The drug, Nerlynx (neratinib), is an oral medication taken for 12 months by women with early stage HER2-positive (HER2+) breast cancer. It is now TGA approved with the following indication:
“Nerlynx is indicated for the extended adjuvant treatment of adult patients with early-stage HER2-overexpressed/amplified breast cancer, to follow adjuvant trastuzumab based therapy.”
The greatest benefit is seen in women who are hormone-receptor positive (HR+) and who initiate Nerlynx therapy within 12 months of completing trastuzumab based therapy. Their five-year risk of recurrence or death is reduced by 42 per cent after completing 12 months of Nerlynx therapy.
Breast Cancer Research Centre Oncologist Professor Arlene Chan, an international breast cancer authority, described the TGA approval of Nerlynx as “a huge step forward”, noting that women diagnosed with HER2+ breast cancer have a one-in-four chance of cancer recurrence even after surgery, chemotherapy and trastuzumab-based therapy.
Professor Chan says she expects that the availability of this new therapy will provide some Australian women with an opportunity to avoid experiencing a breast cancer recurrence.
“I’m absolutely delighted that Nerlynx has been approved for use in Australia,” she said.
“This is a huge benefit for women with this disease. The ability to improve the lives and reduce the risk of relapse will be enormously appreciated by many, many people in Australia.
“I would say that any proven treatment able to reduce the risk of cancer recurring has to be a win.
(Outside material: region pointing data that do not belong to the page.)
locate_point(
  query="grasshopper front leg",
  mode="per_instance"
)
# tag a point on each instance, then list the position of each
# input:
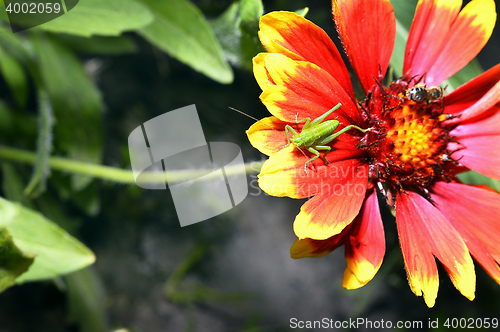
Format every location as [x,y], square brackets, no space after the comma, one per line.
[314,150]
[337,134]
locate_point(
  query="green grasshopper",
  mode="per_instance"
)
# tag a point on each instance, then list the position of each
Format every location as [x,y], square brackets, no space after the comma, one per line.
[316,134]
Those women who are spared an invasive relapse will be eternally grateful that they’ve received this drug.”
Nerlynx is being made available in Australia and across South-East Asia by independent pharmaceutical company Specialised Therapeutics Asia (STA) in partnership with the drug’s US developer, Puma Biotechnology.
STA CEO Carlo Montagner says Nerlynx represents a new stage of treatment for Australian women and is being made available to Australia at no cost via the Nerlynx access program. He also says a reimbursement application has been submitted to the Pharmaceutical Benefits Advisory Committee and is under evaluation.
“This drug currently costs more than $200,000 for a full course of treatment over 12 months in North America,” he said.
“Our company is currently making Nerlynx available to appropriate women in Australia free of charge prior to PBS approval. However, we’re concerned many eligible women may not be aware of this access program and therefore may be missing out on a potentially life-saving treatment.
“With this TGA approval, this is the first time Australian women are being presented with an opportunity for extended-adjuvant therapy that will reduce the risk of disease recurrence in some women who would otherwise have had a relapse.